These are desert locusts, described by the UN’s Food and Agriculture Organization (FAO) as “one of the most voracious insects, which… can eat all type of vegetation that it comes across.“
They originated in Africa and the Arabian Peninsula after heavy rains caused by a series of cyclones in the Indian Ocean in 2018 and 2019 produced conditions for locusts to greatly multiply.
Early spring rains in Iran hatched the local population that was quickly augmented by more desert locusts blown in from Africa and the Arabic countries.
By February 2020, Iran was battling swarms of the ravenous insects.
Mir said on May 15 that locusts had devoured fields and orchards over some 200,000 hectares in the seven southern provinces and that Iran’s military had offered to help battle the pests.
Pakistan had already declared a national emergency at the start of February as locusts stripped fields and orchards as swarms from last summer’s breeding made their way through the Balochistan, Sindh, Punjab and Khyber Pakhtunkhwa provinces.
A June 1 report from Nikkei Asian Review said the locusts had “already devoured considerable quantities of crops in over 60 districts” in provinces throughout Pakistan.
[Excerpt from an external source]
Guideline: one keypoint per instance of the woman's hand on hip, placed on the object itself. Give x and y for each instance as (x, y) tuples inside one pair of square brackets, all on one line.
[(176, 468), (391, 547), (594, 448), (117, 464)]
The same report noted that locusts had crossed into India and were in northwestern Rajasthan, northern Punjab, western Gujarat, and central Madhya Pradesh.
Many agricultural specialists are predicting a second wave of locusts to start making their way from Africa and the Arabian Peninsula toward Iran, Pakistan, and India at the beginning of the summer.
Locusts have been destroying crops in eastern Turkmenistan and western Uzbekistan in recent weeks, although officials there have not commented on it very much.
Turkmen authorities have not mentioned the locusts at all, though RFERL’s Turkmen Service, known locally as Azatlyk, reported that locusts had spread over some 35,000 hectares of land in the Kerki district of Turkmenistan’s eastern Lebap Province, devastating crops.